A Receita Federal implementará, ainda neste ano, um novo sistema no programa Remessa Conforme com o objetivo de excluir plataformas de comércio internacional que permitam a comercialização de produtos subfaturados, falsificados ou outras ilegalidades. Essa iniciativa representa um avanço crucial no combate à pirataria e à entrada de mercadorias irregulares no país.
As alterações foram detalhadas por Fabrício Betto, coordenador de Administração Aduaneira da Receita, durante uma audiência pública da comissão externa da Câmara dos Deputados dedicada ao tema da pirataria.
Betto explicou que a fiscalização de encomendas será significativamente aprimorada já em 2024, por meio da utilização de inteligência artificial. Essa tecnologia permitirá analisar o conteúdo dos pacotes, comparando imagens geradas por scanners com as descrições das compras.
Plataformas que não atingirem um índice mínimo de 98% de conformidade com as regras estabelecidas serão automaticamente excluídas do Remessa Conforme.
Fabrício Betto ressaltou que as próprias plataformas digitais demonstram interesse em identificar e remover vendedores que atuam de forma ilícita. Ele citou o exemplo de camisetas falsificadas de clubes esportivos, destacando a complexidade do processo atual para aplicar o perdimento dessas mercadorias.
"Em um universo de quase 200 milhões de pacotes, a dificuldade é imensa. É preciso exigir do representante da marca a comprovação e a manifestação", afirmou o coordenador, enfatizando a necessidade de agilizar e simplificar esses procedimentos.
Ele complementou que as plataformas, ao serem provocadas pela Receita Federal e detectarem irregularidades, prontamente excluem o vendedor de seu ambiente, reconhecendo o impacto negativo que tais práticas geram para sua reputação.
Remessa Conforme 2.0: comunicação direta
O projeto, batizado internamente como Remessa Conforme 2.0, prevê a implementação de uma comunicação direta de dados entre a Receita Federal e as plataformas de comércio eletrônico, eliminando a necessidade de intermediários.
O objetivo principal é permitir que a Receita Federal avalie a conformidade de um produto antes mesmo de seu anúncio ser publicado, prevenindo a entrada de itens não autorizados no Brasil.
Betto detalhou que a estratégia visa superar a fiscalização reativa, que ocorre apenas na chegada da encomenda ao país, uma vez que o volume de remessas internacionais tem crescido exponencialmente. Ele destacou que, após o restabelecimento da isenção tributária para pequenas compras do exterior em maio, o movimento já registrou um aumento de 30%.
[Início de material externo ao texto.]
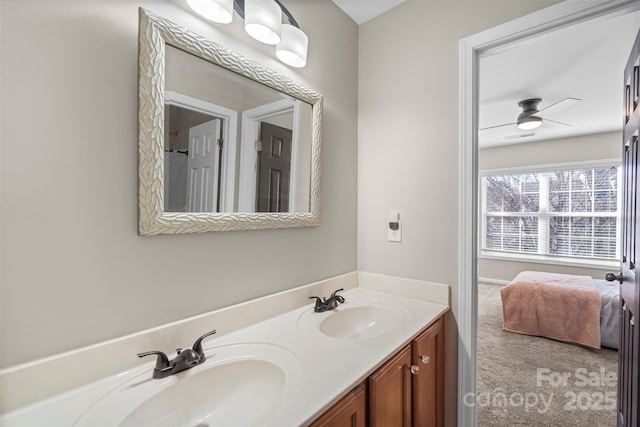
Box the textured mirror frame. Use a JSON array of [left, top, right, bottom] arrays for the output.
[[138, 8, 323, 235]]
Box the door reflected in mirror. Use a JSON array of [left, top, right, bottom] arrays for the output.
[[164, 46, 313, 213], [138, 8, 323, 236]]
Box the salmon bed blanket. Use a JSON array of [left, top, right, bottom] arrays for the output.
[[500, 271, 600, 348]]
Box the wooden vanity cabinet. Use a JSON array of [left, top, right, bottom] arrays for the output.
[[368, 317, 444, 427], [310, 383, 367, 427], [411, 317, 444, 427], [368, 345, 412, 427]]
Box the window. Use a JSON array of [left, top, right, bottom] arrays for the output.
[[480, 162, 620, 268]]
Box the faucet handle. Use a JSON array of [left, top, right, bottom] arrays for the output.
[[309, 296, 324, 312], [138, 351, 171, 371], [193, 329, 216, 363]]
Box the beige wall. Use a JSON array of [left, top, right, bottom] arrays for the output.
[[358, 0, 552, 425], [0, 0, 358, 367], [478, 132, 622, 281]]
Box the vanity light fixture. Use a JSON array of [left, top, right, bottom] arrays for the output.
[[187, 0, 309, 68]]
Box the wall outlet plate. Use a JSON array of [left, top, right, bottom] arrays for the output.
[[387, 220, 402, 242]]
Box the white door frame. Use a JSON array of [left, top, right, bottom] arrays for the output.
[[238, 99, 300, 212], [164, 90, 238, 212], [458, 0, 640, 427]]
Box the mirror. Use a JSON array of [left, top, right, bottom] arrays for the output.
[[138, 8, 323, 235]]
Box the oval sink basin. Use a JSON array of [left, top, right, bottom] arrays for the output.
[[75, 343, 302, 427], [298, 299, 408, 340]]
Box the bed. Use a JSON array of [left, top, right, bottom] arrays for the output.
[[500, 271, 620, 349]]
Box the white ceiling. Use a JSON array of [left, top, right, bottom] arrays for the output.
[[333, 0, 640, 147], [333, 0, 406, 25], [479, 12, 640, 147]]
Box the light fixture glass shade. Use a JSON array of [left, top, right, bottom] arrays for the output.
[[187, 0, 233, 24], [518, 116, 542, 130], [244, 0, 282, 44], [276, 24, 309, 68]]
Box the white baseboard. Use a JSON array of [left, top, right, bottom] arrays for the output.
[[478, 277, 511, 286]]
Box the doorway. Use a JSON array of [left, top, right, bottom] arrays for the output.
[[458, 0, 640, 426]]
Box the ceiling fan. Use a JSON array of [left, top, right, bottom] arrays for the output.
[[480, 98, 580, 135]]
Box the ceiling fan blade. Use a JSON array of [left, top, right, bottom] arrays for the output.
[[542, 119, 573, 128], [538, 98, 581, 116], [504, 133, 535, 139], [480, 122, 516, 130]]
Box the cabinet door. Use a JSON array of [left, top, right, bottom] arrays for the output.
[[310, 383, 367, 427], [369, 345, 412, 427], [411, 317, 444, 427]]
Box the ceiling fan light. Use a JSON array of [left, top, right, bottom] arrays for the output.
[[244, 0, 282, 44], [187, 0, 233, 24], [276, 24, 309, 68], [518, 116, 542, 130]]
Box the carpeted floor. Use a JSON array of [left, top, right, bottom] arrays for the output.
[[476, 283, 618, 427]]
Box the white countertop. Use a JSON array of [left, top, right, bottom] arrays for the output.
[[0, 276, 449, 426]]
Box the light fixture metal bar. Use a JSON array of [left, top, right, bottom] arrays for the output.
[[233, 0, 300, 28]]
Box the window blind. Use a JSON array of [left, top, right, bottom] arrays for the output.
[[480, 164, 620, 259]]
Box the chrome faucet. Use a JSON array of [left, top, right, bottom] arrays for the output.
[[138, 329, 216, 378], [309, 288, 344, 313]]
Adicionalmente, as novas medidas buscam minimizar o risco de vazamento de dados dos destinatários, um problema que frequentemente os expõe a golpes e fraudes.
Combate à pirataria na agricultura
O deputado Julio Lopes (PP-RJ) enalteceu a atuação da Receita e defendeu a necessidade de um tratamento especializado para o combate à pirataria em todas as esferas do serviço público. Ele exemplificou a questão com o problema das sementes produzidas em desacordo com a regulamentação nacional.
Lopes criticou a falta de coordenação: "Caminhões de sementes transgênicas produzidas fora das normas são retidos, mas a ausência de conhecimento específico por parte da Polícia Rodoviária Federal, da Polícia Federal ou de outros órgãos impede a apreensão efetiva da mercadoria, resultando em sua liberação."
O parlamentar alertou para o grave risco que sementes não conformes representam, podendo introduzir pragas e doenças nas colheitas brasileiras, com impactos devastadores para a agricultura.
Lopes também sugeriu à Receita Federal que realize o cruzamento de dados entre os 47 milhões de CPFs que efetuam compras internacionais e suas respectivas declarações de renda, visando identificar potenciais irregularidades fiscais.
Volume crescente e impacto econômico
A Receita Federal divulgou dados alarmantes: o volume de encomendas do exterior saltou de aproximadamente 30 milhões de pacotes em 2019 para impressionantes mais de 200 milhões em 2023. Para o ano corrente, projeta-se uma arrecadação recorde de R$ 5 bilhões provenientes dessas remessas, o que equivale a 10% do total importado pelo país.
Edson Vismona, presidente do Instituto Brasileiro de Ética Concorrencial, argumentou que a elevada carga tributária contribui para o aumento da comercialização de produtos ilegais. Ele expressou preocupação tanto com os desdobramentos da retomada da isenção para pequenas compras internacionais quanto com a implementação do novo Imposto Seletivo, previsto na reforma tributária.